Pertama adalah cerita dari Fuji Rahayu. Menurutnya, sebagai kader yang mendampingi difabel latihan mendaki Gunung Arjuna sangat menyenangkan. Bisa mengetahui langsung situs-situs di Gunung Arjuna, tidak hanya mendengar dari cerita saja.
“Sebagai kader yang bisa mendampingi difabel untuk latihan pendakian di Gunung Arjuna, pengalamannya sangat menyenang kan apa lagi tambah tahu tempat situs-situs di Gunung Arjuna,” tutur perempuan yang akrab disapa Bu Yayuk itu. Lanjutnya, tentang situs atau petilasan jadi tidak dengar dari cerita saja, ada yang bilang keramat atau mitos, tapi saya merasa tiap tempat yg kita singgahi mempunyai aura sendiri, tidak tahu teman-teman bagaimana, tapi perjalanan kemarin sangat menyenangkan dalam mendampingi difabel.
Perempuan yang sudah pernah mendaki Gunung Butak dan Gunung Kawi tersebut juga mengatakan bahwa semua anggota timsus menjadi lebih kompak dan sabar. “Sesuai peraturan pengarahan Ketua LINKSOS, tandasnya.

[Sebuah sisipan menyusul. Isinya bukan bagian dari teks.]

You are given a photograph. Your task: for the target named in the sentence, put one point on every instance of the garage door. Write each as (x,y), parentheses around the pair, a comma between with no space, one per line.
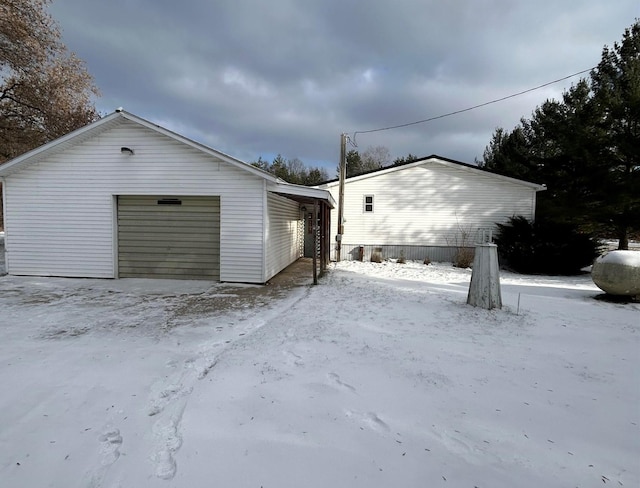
(169,237)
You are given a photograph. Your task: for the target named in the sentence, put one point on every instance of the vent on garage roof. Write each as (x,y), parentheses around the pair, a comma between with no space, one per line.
(169,201)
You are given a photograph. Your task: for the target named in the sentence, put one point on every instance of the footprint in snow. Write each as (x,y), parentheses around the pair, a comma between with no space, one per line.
(335,379)
(168,440)
(293,358)
(370,420)
(110,442)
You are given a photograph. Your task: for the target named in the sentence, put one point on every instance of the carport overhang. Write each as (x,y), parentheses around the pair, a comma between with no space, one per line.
(320,202)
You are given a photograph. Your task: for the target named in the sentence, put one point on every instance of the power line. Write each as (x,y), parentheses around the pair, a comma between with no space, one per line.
(470,108)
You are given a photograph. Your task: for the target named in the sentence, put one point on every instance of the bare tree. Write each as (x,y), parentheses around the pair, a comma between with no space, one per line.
(45,91)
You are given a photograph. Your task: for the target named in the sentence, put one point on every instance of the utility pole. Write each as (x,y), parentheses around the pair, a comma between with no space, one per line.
(342,176)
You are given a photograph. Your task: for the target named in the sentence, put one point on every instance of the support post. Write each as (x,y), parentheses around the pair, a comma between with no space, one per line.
(342,175)
(484,289)
(316,233)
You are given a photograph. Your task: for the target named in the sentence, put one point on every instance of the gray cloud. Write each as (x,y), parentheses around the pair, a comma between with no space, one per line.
(255,78)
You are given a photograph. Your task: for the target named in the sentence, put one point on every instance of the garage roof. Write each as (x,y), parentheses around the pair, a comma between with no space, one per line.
(276,185)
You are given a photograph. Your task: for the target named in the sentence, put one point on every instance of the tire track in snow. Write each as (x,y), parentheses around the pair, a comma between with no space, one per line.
(169,396)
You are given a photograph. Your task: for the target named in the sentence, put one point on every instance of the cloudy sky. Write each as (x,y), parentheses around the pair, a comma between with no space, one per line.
(257,78)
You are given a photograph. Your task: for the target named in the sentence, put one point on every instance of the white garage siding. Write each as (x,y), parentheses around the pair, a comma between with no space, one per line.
(282,234)
(62,218)
(428,204)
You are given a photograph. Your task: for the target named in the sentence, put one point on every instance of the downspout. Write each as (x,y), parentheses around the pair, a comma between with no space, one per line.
(3,187)
(265,217)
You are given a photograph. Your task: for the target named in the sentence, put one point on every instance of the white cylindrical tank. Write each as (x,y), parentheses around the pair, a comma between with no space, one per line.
(618,273)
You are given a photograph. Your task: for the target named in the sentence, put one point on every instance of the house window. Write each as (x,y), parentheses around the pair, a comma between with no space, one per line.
(368,203)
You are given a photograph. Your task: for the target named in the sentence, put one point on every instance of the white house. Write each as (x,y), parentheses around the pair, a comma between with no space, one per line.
(427,208)
(123,197)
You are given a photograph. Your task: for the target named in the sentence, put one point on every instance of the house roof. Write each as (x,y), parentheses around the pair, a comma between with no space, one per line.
(433,159)
(119,116)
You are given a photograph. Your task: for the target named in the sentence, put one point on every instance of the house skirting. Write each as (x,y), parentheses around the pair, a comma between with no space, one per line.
(441,254)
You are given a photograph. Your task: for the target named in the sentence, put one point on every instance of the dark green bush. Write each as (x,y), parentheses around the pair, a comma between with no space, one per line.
(545,247)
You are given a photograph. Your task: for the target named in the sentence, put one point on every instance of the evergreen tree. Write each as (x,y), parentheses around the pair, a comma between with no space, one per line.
(584,147)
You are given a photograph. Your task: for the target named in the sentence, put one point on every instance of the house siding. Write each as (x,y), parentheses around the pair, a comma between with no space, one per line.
(282,234)
(61,221)
(429,205)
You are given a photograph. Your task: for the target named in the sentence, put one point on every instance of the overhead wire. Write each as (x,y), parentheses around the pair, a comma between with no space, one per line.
(353,139)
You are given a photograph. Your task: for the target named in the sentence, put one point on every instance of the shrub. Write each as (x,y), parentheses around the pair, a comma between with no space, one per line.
(545,247)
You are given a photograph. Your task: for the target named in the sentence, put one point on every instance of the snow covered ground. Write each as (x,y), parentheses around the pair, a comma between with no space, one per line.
(381,376)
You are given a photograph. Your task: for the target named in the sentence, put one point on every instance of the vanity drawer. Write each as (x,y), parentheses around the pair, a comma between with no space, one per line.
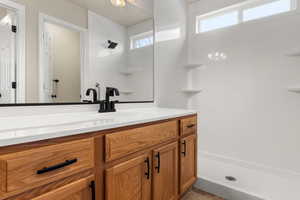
(46,164)
(188,125)
(125,142)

Semoga semua teman-teman dan saya di beri kesehatan, diberkahi oleh Allah, kita satu tim bisa mencapai apa yang kita inginkan dengan ridho Allah amin,” pungkasnya.
Penuturan kedua dari Sri Ekowati. pendamping difabel. Dalam pendakian ini ia mendampingi Kholil, difabel netra. Ada hal-hal baru yang dirasakan beliau seperti teman-teman baru yang ikut latihan mendaki, kerjasama yang baik dan selalu mengikuti arahan, serta saling memberi motivasi.

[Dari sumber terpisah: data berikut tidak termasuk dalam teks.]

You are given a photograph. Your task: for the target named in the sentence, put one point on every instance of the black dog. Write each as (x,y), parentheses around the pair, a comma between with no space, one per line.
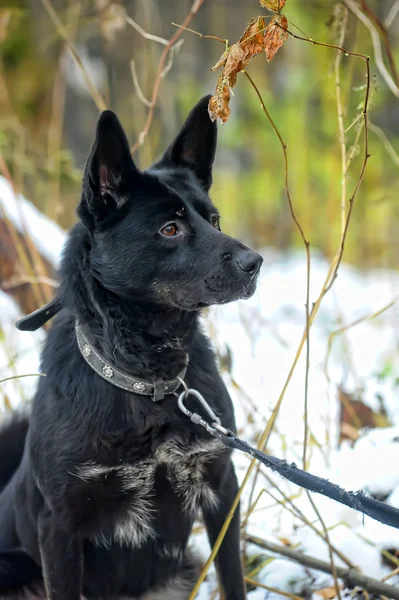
(101,497)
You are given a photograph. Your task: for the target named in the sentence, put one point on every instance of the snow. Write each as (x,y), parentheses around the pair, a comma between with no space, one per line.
(46,235)
(263,335)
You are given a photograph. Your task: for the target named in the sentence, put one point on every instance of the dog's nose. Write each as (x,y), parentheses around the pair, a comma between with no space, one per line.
(249,262)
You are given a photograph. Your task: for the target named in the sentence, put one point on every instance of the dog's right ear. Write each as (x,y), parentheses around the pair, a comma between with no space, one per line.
(110,172)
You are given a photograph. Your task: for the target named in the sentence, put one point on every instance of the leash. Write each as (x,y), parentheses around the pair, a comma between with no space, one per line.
(380,511)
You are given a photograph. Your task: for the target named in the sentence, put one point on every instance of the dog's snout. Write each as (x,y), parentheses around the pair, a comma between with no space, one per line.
(249,262)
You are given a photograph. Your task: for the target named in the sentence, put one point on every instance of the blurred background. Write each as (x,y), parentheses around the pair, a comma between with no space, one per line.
(48,116)
(62,61)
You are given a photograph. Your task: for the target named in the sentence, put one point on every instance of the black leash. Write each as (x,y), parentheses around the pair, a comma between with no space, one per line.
(380,511)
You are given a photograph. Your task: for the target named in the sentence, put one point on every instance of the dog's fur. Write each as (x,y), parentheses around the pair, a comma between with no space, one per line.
(100,491)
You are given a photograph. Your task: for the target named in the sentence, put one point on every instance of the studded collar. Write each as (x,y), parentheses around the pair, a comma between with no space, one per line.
(157,389)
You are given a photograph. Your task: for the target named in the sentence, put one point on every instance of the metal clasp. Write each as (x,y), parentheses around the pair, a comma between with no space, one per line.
(215,428)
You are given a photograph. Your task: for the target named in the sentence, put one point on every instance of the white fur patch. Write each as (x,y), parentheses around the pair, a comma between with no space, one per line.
(186,466)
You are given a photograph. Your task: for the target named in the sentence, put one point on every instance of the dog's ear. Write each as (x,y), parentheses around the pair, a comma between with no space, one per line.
(109,173)
(195,145)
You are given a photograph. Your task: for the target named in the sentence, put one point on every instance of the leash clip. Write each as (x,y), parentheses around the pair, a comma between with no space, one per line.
(215,428)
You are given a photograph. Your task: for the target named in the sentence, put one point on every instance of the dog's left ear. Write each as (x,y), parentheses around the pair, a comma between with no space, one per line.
(195,145)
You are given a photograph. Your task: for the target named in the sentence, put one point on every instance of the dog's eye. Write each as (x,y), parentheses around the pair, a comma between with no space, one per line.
(215,222)
(169,230)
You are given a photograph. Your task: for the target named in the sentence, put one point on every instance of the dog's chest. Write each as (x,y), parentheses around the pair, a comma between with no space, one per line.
(174,467)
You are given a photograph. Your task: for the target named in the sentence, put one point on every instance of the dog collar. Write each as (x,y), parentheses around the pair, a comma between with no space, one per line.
(157,389)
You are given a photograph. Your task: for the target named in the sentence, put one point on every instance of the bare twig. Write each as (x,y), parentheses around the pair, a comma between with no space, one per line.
(385,37)
(17,281)
(161,66)
(137,85)
(340,115)
(270,589)
(351,577)
(144,34)
(331,275)
(21,376)
(73,52)
(391,16)
(292,508)
(375,38)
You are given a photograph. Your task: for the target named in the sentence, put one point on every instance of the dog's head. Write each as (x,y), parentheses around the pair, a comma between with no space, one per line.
(155,235)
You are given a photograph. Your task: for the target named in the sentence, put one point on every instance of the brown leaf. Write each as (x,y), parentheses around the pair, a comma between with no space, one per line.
(234,60)
(252,40)
(274,5)
(5,17)
(219,103)
(275,36)
(112,18)
(328,593)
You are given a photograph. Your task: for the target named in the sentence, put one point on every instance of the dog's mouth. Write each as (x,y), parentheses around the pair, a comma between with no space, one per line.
(217,295)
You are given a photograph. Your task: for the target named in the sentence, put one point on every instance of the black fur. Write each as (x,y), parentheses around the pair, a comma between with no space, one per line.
(104,498)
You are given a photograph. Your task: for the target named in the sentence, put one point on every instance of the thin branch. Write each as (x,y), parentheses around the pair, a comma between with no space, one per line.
(22,376)
(375,38)
(161,66)
(296,512)
(331,275)
(391,16)
(270,589)
(351,577)
(73,52)
(340,115)
(137,85)
(15,282)
(385,37)
(144,34)
(173,51)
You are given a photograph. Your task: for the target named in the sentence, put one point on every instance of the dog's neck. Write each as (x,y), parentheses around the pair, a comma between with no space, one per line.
(143,339)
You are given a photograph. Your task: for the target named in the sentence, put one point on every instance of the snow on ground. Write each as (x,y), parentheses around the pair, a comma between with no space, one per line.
(263,335)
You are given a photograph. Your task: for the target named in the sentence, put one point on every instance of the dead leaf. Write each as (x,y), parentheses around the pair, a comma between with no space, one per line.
(275,36)
(234,60)
(5,17)
(274,5)
(112,18)
(355,415)
(219,103)
(328,593)
(252,40)
(285,541)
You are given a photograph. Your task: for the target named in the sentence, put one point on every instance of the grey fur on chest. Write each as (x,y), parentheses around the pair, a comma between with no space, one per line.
(185,470)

“Alhamdhulilah kemarin saya bersama teman-teman Difpala, mulai latihan pendakian di Gunung Arjuna, sampai di petilasan Abiyasa,” tutur Bu Eko, sapaan akraabnya. Kebahagiaan aku rasakan dari candaan saat mereka di jalan bercerita, kebersamaan, dan kekeluargaan.
Ini adalah ciri khas keluarga LINKSOS, walaupun ada teman baru, tandas Bu Eko. Seperti Heru, dia anak cepat tanggap dengan kondisi medan, kerjasamanya baik, selalu ikuti arahan dari kita, bisa memotivasi teman-teman yang lain sabar, dan tidak sombong. Kalau mbak Sinta pelan-pelan nanti bisa mengikuti kita, karena dia pemula di sini. Alhamdulillah teman-teman kemarin bisa menyesuaikan keadaan dan menghargai sesama pendamping.

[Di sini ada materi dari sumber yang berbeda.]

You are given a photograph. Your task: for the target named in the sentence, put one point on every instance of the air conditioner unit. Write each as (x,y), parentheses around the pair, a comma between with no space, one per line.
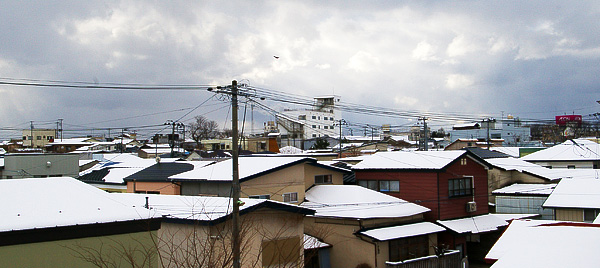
(471,206)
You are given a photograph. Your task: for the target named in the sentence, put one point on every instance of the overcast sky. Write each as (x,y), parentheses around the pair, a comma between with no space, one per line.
(531,59)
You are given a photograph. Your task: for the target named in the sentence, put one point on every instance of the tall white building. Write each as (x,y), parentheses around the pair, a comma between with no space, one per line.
(318,121)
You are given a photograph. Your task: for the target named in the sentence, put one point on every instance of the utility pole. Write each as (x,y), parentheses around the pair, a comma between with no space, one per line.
(341,122)
(425,134)
(236,241)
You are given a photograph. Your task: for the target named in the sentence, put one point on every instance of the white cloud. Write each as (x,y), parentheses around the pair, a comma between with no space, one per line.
(458,81)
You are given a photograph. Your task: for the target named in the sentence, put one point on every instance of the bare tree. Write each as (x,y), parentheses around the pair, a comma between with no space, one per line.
(202,129)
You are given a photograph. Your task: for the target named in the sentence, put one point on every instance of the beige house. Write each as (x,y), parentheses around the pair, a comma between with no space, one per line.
(37,137)
(196,231)
(276,178)
(367,227)
(575,199)
(61,222)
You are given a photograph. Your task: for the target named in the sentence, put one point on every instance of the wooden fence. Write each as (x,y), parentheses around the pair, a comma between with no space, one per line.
(451,259)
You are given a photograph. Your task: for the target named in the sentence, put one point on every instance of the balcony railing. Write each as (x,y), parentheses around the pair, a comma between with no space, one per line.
(450,259)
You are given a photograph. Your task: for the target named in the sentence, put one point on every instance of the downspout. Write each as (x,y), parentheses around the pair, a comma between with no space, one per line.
(370,242)
(438,186)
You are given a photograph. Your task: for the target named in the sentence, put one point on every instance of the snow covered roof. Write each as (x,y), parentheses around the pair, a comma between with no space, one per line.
(311,242)
(62,201)
(476,224)
(539,171)
(571,150)
(356,202)
(548,244)
(575,193)
(401,231)
(248,167)
(409,160)
(526,189)
(198,208)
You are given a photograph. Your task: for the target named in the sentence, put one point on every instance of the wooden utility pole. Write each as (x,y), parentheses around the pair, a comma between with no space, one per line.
(236,178)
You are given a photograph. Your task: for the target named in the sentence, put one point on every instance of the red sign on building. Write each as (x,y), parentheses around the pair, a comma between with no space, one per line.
(562,120)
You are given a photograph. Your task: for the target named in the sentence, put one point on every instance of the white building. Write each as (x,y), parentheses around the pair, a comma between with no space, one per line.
(318,121)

Pendampingan saat ini juga tidak seperti biasanya, karena Kholil tidak monoton berjalan, dia selalu ingin mengabadikan setiap momen yang ia lewati jadi aku harus belajar memvideo agar aku bisa membantu.
“Kalau untuk latihan besok, berangkat lebih pagi mengingat cuaca saat ini, perlengkapan lebih dilengkapi terutama kebutuhan pribadi. Harapan saya seandainya kita nantinya muncak kita udah siap dengan kebutuan masing-masing, kekompakan dan kerjasama tetap kita jaga bersama,” pesan Bu Eko.
Cerita berikutnya dari Priyo Utomo, difabel daksa. Ia menceritakan perubahan baik yang ia alami selama bergabung dalam Timsus Pendaki Difabel serta menyampaikan beberapa masukan.
“Dulu saya memiliki phobia ketinggian bila ada di lereng, jembatan, dan bangunan tinggi, namun dari pengalaman-pengalaman mendaki Gunung Buthak, Gunung Kawi, dan latihan mendaki Gunung Arjuna saya sudah mulai berani dan fisik siap,” tutur Priyo sapaan akrabnya. Karena setiap pendakian saya mengevaluasi hasil saya pendakian untuk mengurangi cidera dan tidak merepotkan teman satu tim.
Lanjutnya, yang saya pelajari dari dari beberapa pendakian. Pertama, menyesuaikan langkah dan nafas supaya saat jalan menanjak kita tidak kehabisan napas. Kedua, ritme saat melangkah dibuat sesantai mungkin supaya pergelangan kaki dan lutut tidak mengalami cidera. Ketiga, tidak membawa beban maksimal saat pendakian, contoh 60% beban barang pribadi saat pendakian sudah termasuk obat dan logistik, dan 20% barang tim.
“Kesan saat saya berlatih pendakian saya dapat belajar banyak di situs-situs di Gunung Arjuna, saat melihat orang lain mendaki kelelahan saya teringat pertama saya mendaki gunung, disebabkan kurangnya kesiapan fisik yang menyebabkan mudah lelah. Juga mendaki gunung membuat saya ketagihan,” pungkas Priyo.